The 9th Circuit U.S. Court of Appeals, in a 104-page decision issued on Tuesday, cited the failure of the political branches to address what it called the VA’s “egregious problems” and “unchecked incompetence” in delivering mental health services to veterans.
That failure, the three-judge panel held, violated the veterans’ due process rights under the U.S. Constitution.
The court cited examples of veterans with severe depression or post-traumatic stress disorder having to wait over eight weeks for mental health referrals, with some committing suicide in the interim.
Over 84,000 veterans are on waiting lists for mental health care, the court wrote, with no procedure for challenging the delays. The court added that those delays can mean “the difference between life and death,” with an average of 18 veterans committing suicide every day.
Two nonprofit organizations, Veterans for Common Sense and Veterans United for Truth Inc, had sued the VA in 2007 over the government’s “shameful failures” to care for wounded veterans.
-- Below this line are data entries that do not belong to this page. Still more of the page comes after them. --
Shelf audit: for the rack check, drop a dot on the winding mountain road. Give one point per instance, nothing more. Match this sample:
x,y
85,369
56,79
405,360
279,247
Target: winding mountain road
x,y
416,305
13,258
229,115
The California district court dismissed the groups’ claims, finding that the court lacked jurisdiction to implement or meddle with the agency’s mental health plan.
The three-judge panel comprised of 9th Circuit judges Alex Kozinski, Procter Hug and Stephen Reinhardt acknowledged that the court’s intervention in the agency’s affairs was an “extraordinary step” and one better suited for Congress or the president.
In the opinion, written by Reinhardt, the panel concluded that the political branches had “so completely and chronically failed” to respect veterans’ rights that the court had to intervene.
“No more veterans should be compelled to agonize or perish while the government fails to perform its obligations,” the opinion said.
The VA did not immediately respond to a request for comment.
Heather Moser, a lawyer for the veterans’ groups, said the decision was “monumental” for recognizing that veterans’ have a constitutional right to mental health care in a timely manner.
The 9th Circuit panel sent the case back to the lower court to determine what changes are necessary to ensure that veterans in need of mental health care receive prompt treatment and those with urgent problems receive immediate help.